19 April 10
Dear fellow travelers...
This is a special day for us. The whole idea of Pamela Rebecca Selig
Sparre was conceived 65 years and 9 months ago today. She's still a
living, breathing, wonderful reality. She has been my wife for 42.5 of
those years. I'm not able to do a big splash for her. But at the
little cafe in town where we just had breakfast, I stood up and gained
everyone's attention and said, "You're probably wondering why I've
asked you to meet me here." A fellow that I knew piped up and said, "I
don't think I got the message." Of course I let them know I was
kidding..."but the fact is that today is my wife's (beep) birthday, and
I want to invite you to join me is singing the Happy Birthday song to
her." They did.
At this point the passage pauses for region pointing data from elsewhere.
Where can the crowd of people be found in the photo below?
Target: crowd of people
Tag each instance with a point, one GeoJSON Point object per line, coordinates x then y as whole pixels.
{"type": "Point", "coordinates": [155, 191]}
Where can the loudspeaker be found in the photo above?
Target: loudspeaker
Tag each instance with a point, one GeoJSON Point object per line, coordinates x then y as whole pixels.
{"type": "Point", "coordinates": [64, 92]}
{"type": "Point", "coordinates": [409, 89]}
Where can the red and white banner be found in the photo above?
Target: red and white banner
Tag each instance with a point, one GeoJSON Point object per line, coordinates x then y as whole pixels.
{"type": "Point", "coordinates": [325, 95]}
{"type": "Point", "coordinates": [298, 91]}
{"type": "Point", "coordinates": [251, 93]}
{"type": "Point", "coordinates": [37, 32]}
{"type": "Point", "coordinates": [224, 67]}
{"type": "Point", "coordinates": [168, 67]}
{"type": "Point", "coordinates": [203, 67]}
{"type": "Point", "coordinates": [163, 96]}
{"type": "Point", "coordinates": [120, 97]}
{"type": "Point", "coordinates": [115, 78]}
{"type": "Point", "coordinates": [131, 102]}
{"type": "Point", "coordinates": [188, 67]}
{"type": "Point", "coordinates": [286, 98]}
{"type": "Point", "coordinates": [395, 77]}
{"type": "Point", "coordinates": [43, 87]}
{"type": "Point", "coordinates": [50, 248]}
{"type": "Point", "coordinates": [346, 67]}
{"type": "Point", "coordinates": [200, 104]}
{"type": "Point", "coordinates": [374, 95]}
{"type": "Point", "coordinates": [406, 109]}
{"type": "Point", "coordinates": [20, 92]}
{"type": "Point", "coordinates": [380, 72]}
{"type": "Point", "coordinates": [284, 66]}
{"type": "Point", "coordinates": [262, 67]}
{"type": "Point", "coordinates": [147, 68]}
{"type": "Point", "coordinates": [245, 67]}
From then on the cafe was an open forum of all kinds
of friendly talk and chatter between tables...just like small town
cafes in America are supposed to be. We had our little grandson, Kaden
with us too. He enjoyed the whole thing.
Lots to do. Be good. Be blessed. Keep looking up. Things are heating up.
Love and prayers, Dad/Ray
19 April 2010
Passage: Mark 10:32-52
Focus: “We want you to do for us whatever we ask.” Mark 10:35.
Is it possible that the same posture of heart as displayed here by
James and John is at the core of much of our own praying? They said,
“We want you to do for us whatever we ask.”
One
thing for sure, the competitive power struggle of 9:33-37 is certainly
not dead. That’s where the disciples actually had engaged in verbal
debate over which of them was the greatest in the line-up behind
Jesus. James and John now sense that things are heating up and coming
to a climax soon. So they are motivated to get their bid of glory in
early…ahead of the others. Of course that doesn’t set well with the
other disciples who have their own visions of greatness.
I’m inclined to interpret the CUP Jesus referred to as suffering, and
the BAPTISM as death. They are certainly not very attractive pursuits
in themselves, but if we can accept suffering and death as essential
and unavoidable stepping stones in the course of fulfilling God’s Will,
they are certainly not things to repel. After all, Jesus Himself said,
“As the Father has sent Me, so send I you” (Jn. 20:21).
My thoughts at present are giving me a sense of feeling very, very
small. The attitude of James and John while very understandable, is
raising in me a certain amount of revulsion. Against the backdrop of
history, amidst the countless millions of souls that have ever cried
out to God down through time, I am feeling more like a grain of sand
than a marble monument. The wonder of the Gospel is that the Sovereign
God is concerned with and has a special place for each little grain of
sand. Hey! A thought has just occurred to me: Maybe all these grains
of sand that are “tried by fire” (1 Peter 1:7) join together to form
the symbolic “sea of glass, clear as crystal” (Rev. 4:6) that John
describes in his vision of heaven. Whatever. I know—that’s a
stretch. But I think this kind of perspective is a whole lot safer
than the one demonstrated by James and John.
“God is able to use true Christians who stay cool in hot places,
sweet
in sour places, and little in big places.”